Association Between Use of Sodium-Glucose Cotransporter 2 Inhibitors, Glucagon-like Peptide 1 Agonists, and Dipeptidyl Peptidase 4 Inhibitors With All-Cause Mortality in Patients With Type 2 Diabetes: A Systematic Review and Meta-analysis.

Author information

1
Department of Endocrinology, Imperial College Healthcare NHS Foundation Trust, London, United Kingdom.
2
Department of Cardiology, Royal Brompton and Harefield NHS Foundation Trust, London, United Kingdom.
3
Imperial College London, United Kingdom.
4
Faculty of Life Sciences and Medicine, King's College London, United Kingdom.
5
Division of Diabetes, Endocrinology and Metabolism, Imperial College London, United Kingdom.

Abstract

Importance:

The comparative clinical efficacy of sodium-glucose cotransporter 2 (SGLT-2) inhibitors, glucagon-like peptide 1 (GLP-1) agonists, and dipeptidyl peptidase 4 (DPP-4) inhibitors for treatment of type 2 diabetes is unknown.

Objective:

To compare the efficacies of SGLT-2 inhibitors, GLP-1 agonists, and DPP-4 inhibitors on mortality and cardiovascular end points using network meta-analysis.

Data Sources:

MEDLINE, Embase, Cochrane Library Central Register of Controlled Trials, and published meta-analyses from inception through October 11, 2017.

Study Selection:

Randomized clinical trials enrolling participants with type 2 diabetes and a follow-up of at least 12 weeks were included, for which SGLT-2 inhibitors, GLP-1 agonists, and DPP-4 inhibitors were compared with either each other or placebo or no treatment.

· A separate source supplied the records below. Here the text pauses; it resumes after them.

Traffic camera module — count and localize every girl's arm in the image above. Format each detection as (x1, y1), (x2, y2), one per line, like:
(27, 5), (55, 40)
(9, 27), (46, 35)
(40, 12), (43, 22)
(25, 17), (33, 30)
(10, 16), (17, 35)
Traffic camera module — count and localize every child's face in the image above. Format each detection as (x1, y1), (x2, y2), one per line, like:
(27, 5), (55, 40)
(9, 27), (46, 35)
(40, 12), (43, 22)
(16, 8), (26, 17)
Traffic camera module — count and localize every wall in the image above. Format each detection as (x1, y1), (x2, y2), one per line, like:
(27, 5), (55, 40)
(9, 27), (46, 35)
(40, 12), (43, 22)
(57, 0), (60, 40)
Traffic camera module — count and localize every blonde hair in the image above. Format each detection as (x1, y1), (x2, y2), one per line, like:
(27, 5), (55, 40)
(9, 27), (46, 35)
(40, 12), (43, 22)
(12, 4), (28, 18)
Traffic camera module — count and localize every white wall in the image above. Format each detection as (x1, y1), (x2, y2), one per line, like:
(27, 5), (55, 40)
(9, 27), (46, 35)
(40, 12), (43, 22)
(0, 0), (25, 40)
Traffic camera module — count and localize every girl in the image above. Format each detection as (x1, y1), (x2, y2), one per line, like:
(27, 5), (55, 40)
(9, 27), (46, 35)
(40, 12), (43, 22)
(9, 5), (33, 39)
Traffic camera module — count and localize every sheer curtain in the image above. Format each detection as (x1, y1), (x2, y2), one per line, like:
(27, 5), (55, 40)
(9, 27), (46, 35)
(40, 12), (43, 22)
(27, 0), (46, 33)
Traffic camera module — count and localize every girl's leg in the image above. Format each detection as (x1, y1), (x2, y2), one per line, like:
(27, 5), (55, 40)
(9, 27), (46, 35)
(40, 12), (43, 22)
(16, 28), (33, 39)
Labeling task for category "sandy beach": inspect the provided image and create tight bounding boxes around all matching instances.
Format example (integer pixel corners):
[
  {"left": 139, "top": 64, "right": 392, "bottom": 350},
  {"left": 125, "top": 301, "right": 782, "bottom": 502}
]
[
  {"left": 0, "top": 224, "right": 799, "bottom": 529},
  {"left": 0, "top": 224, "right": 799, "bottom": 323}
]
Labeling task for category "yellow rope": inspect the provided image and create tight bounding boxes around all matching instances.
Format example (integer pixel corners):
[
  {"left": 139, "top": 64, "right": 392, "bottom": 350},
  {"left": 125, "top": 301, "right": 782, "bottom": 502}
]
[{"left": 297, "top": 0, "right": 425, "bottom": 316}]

Data Extraction and Synthesis:

Data were screened by 1 investigator and extracted in duplicate by 2 investigators. A Bayesian hierarchical network meta-analysis was performed.

Main Outcomes and Measures:

The primary outcome: all-cause mortality; secondary outcomes: cardiovascular (CV) mortality, heart failure (HF) events, myocardial infarction (MI), unstable angina, and stroke; safety end points: adverse events and hypoglycemia.

Results:

This network meta-analysis of 236 trials randomizing 176 310 participants found SGLT-2 inhibitors (absolute risk difference [RD], -1.0%; hazard ratio [HR], 0.80 [95% credible interval {CrI}, 0.71 to 0.89]) and GLP-1 agonists (absolute RD, -0.6%; HR, 0.88 [95% CrI, 0.81 to 0.94]) were associated with significantly lower all-cause mortality than the control groups. SGLT-2 inhibitors (absolute RD, -0.9%; HR, 0.78 [95% CrI, 0.68 to 0.90]) and GLP-1 agonists (absolute RD, -0.5%; HR, 0.86 [95% CrI, 0.77 to 0.96]) were associated with lower mortality than were DPP-4 inhibitors. DPP-4 inhibitors were not significantly associated with lower all-cause mortality (absolute RD, 0.1%; HR, 1.02 [95% CrI, 0.94 to 1.11]) than were the control groups. SGLT-2 inhibitors (absolute RD, -0.8%; HR, 0.79 [95% CrI, 0.69 to 0.91]) and GLP-1 agonists (absolute RD, -0.5%; HR, 0.85 [95% CrI, 0.77 to 0.94]) were significantly associated with lower CV mortality than were the control groups. SGLT-2 inhibitors were significantly associated with lower rates of HF events (absolute RD, -1.1%; HR, 0.62 [95% CrI, 0.54 to 0.72]) and MI (absolute RD, -0.6%; HR, 0.86 [95% CrI, 0.77 to 0.97]) than were the control groups. GLP-1 agonists were associated with a higher risk of adverse events leading to trial withdrawal than were SGLT-2 inhibitors (absolute RD, 5.8%; HR, 1.80 [95% CrI, 1.44 to 2.25]) and DPP-4 inhibitors (absolute RD, 3.1%; HR, 1.93 [95% CrI, 1.59 to 2.35]).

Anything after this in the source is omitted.